That isn't correct. Buchholz Cut 1 doesn't cut the bye away. The bye is still handled as a virtual opponent, and if that score is higher than a "real" opponent, then you keep the virtual opponent and lose the real one.
#6 Right, so we need to (somehow, I don't know how) figure out which tie-break Lichess selected, or simply assert that whatever was selected is implemented correctly.
@Toadofsky

We know that Lichess uses Sonneborn-Berger, because it says so in the help file.

That's fine, but Lichess is currently calculating Sonneborn-Berger incorrectly because it is not factoring in virtual opponents.
@alexholowczak
I wouldn't say that Lichess is calculating Sonneborn-Berger incorrectly. As you've said in the other thread, the FIDE handbook is just providing recommendations, and Lichess just doesn't apply this recommendation. At least in SwissChess it's a switch in the settings where the organiser is free to turn it on or off, it's only enforced for official FIDE tournaments.
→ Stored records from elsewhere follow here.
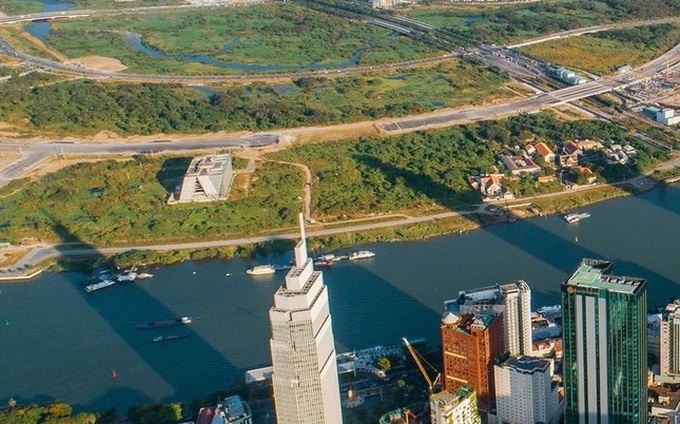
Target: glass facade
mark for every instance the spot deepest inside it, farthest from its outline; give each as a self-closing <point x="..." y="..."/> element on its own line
<point x="605" y="346"/>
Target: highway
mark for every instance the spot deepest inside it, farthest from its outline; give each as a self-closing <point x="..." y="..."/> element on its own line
<point x="538" y="102"/>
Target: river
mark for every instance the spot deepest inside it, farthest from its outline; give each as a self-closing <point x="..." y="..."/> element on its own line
<point x="59" y="342"/>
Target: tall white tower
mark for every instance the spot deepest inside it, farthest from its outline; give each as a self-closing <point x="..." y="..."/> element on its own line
<point x="305" y="378"/>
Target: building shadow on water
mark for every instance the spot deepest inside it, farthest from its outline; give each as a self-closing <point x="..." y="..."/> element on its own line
<point x="551" y="249"/>
<point x="172" y="171"/>
<point x="177" y="366"/>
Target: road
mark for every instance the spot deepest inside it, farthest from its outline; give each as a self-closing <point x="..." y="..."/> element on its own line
<point x="550" y="99"/>
<point x="35" y="152"/>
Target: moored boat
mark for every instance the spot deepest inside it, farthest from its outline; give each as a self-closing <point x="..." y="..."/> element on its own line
<point x="100" y="285"/>
<point x="261" y="270"/>
<point x="184" y="320"/>
<point x="159" y="339"/>
<point x="361" y="254"/>
<point x="576" y="217"/>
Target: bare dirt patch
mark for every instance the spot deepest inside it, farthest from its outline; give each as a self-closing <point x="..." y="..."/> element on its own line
<point x="99" y="63"/>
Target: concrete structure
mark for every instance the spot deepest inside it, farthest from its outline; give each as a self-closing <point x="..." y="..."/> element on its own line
<point x="667" y="117"/>
<point x="664" y="404"/>
<point x="604" y="321"/>
<point x="208" y="178"/>
<point x="470" y="345"/>
<point x="454" y="408"/>
<point x="512" y="300"/>
<point x="669" y="340"/>
<point x="233" y="410"/>
<point x="305" y="377"/>
<point x="526" y="392"/>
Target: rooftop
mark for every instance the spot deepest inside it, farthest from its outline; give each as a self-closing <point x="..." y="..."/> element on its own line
<point x="595" y="274"/>
<point x="527" y="364"/>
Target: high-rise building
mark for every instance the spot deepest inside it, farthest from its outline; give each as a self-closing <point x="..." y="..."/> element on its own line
<point x="605" y="346"/>
<point x="669" y="340"/>
<point x="305" y="377"/>
<point x="470" y="345"/>
<point x="526" y="392"/>
<point x="513" y="300"/>
<point x="455" y="408"/>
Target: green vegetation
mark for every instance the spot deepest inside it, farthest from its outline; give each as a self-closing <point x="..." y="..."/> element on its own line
<point x="124" y="202"/>
<point x="87" y="107"/>
<point x="502" y="24"/>
<point x="22" y="7"/>
<point x="269" y="37"/>
<point x="603" y="52"/>
<point x="45" y="414"/>
<point x="427" y="171"/>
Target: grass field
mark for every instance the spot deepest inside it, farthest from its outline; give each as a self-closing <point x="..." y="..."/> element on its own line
<point x="511" y="23"/>
<point x="602" y="53"/>
<point x="287" y="35"/>
<point x="113" y="202"/>
<point x="22" y="7"/>
<point x="86" y="107"/>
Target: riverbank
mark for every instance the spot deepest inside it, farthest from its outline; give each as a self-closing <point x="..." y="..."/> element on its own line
<point x="64" y="258"/>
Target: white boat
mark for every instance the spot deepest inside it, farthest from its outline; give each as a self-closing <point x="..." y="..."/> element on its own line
<point x="361" y="254"/>
<point x="100" y="285"/>
<point x="261" y="270"/>
<point x="127" y="277"/>
<point x="576" y="217"/>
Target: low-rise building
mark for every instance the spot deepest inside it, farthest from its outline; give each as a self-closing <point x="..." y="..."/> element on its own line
<point x="490" y="187"/>
<point x="233" y="410"/>
<point x="667" y="117"/>
<point x="545" y="153"/>
<point x="207" y="179"/>
<point x="455" y="408"/>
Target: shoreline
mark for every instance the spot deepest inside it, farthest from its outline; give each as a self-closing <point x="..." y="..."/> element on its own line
<point x="402" y="230"/>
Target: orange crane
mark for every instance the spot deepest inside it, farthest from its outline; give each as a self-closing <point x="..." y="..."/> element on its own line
<point x="433" y="385"/>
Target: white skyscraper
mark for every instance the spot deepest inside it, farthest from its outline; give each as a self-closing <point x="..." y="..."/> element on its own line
<point x="525" y="392"/>
<point x="669" y="340"/>
<point x="305" y="377"/>
<point x="513" y="300"/>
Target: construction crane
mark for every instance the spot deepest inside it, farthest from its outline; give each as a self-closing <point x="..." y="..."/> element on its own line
<point x="433" y="385"/>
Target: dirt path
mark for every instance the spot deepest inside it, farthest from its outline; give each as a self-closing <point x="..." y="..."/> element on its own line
<point x="40" y="45"/>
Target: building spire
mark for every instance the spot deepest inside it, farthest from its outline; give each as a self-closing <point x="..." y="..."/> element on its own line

For OTB it may make sense when players withdraw early. Here on Lichess, especially in big events, much bigger than possible at OTB, with loads of late joins, withdrawals and on and off players, you cannot compensate for all eventualities anyway. I don't know how much extra load would be produced by keeping track of all unplayed rounds and virtual opponents, for in my eyes little benefit.

The main reason why I prefer to not apply the FIDE correction even in OTB tournaments, if possible, is that all players are able to do tie-break calulations in their head because it's based simply on the plain opponent's scores.